同位体(isotope)は、陽子の数が等しく、中性子数が異なる核種同士のことを指します。炭素を例に考えると、炭素は12C、13C、14Cの3種類が存在します。

更に同位体は安定同位体と放射性同位体の二種類に大別できます。放射性同位体は安定同位体と比べて不安定なため、壊変を起こします。 対して、安定同位体は我々が扱うスケールにおいて安定に存在できるとみなせるため、一定の比率で自然界に存在していると考えられます。炭素の場合は、14Cが放射性同位体、12C、13Cが安定同位体です。

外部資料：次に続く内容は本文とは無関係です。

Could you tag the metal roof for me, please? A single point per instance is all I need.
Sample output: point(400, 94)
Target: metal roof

安定同位体比とは同じ元素の安定同位体同士の比を取ることで、わずかな同位体の変動を分かりやすく示すための指標と言えます。 同位体比で良く用いられるのが下のδ値と呼ばれるもので、炭素を例にとると

δ13C = (13C/12C)sample (13C/12C)standard - 1

と表せます。



安定同位体比分析

私たちの研究で取り扱う同位体比の差は非常に小さいため、分析手法には高い精度が求められます。

安定同位体比質量分析法(Isotope Ratio Mass Spectrometery, IRMS)によりこのわずかな差を測定することが出来ます。一例として、炭素の安定同位体比分析を紹介します。

事前にガスクロマトグラフや液体クロマトグラフによって分離された分子は、燃焼(combustion)され二酸化炭素に酸化されます。

二酸化炭素はイオン源(Ion Source)に導入されてイオン化された後に、磁場(Magnet)によって質量ごとに経路を曲げられ、分離されます。

質量ごとに異なる検出器に運ばれ、同時に測定されます。二酸化炭素は三種類の質量に対応するコレクターによって測定されます。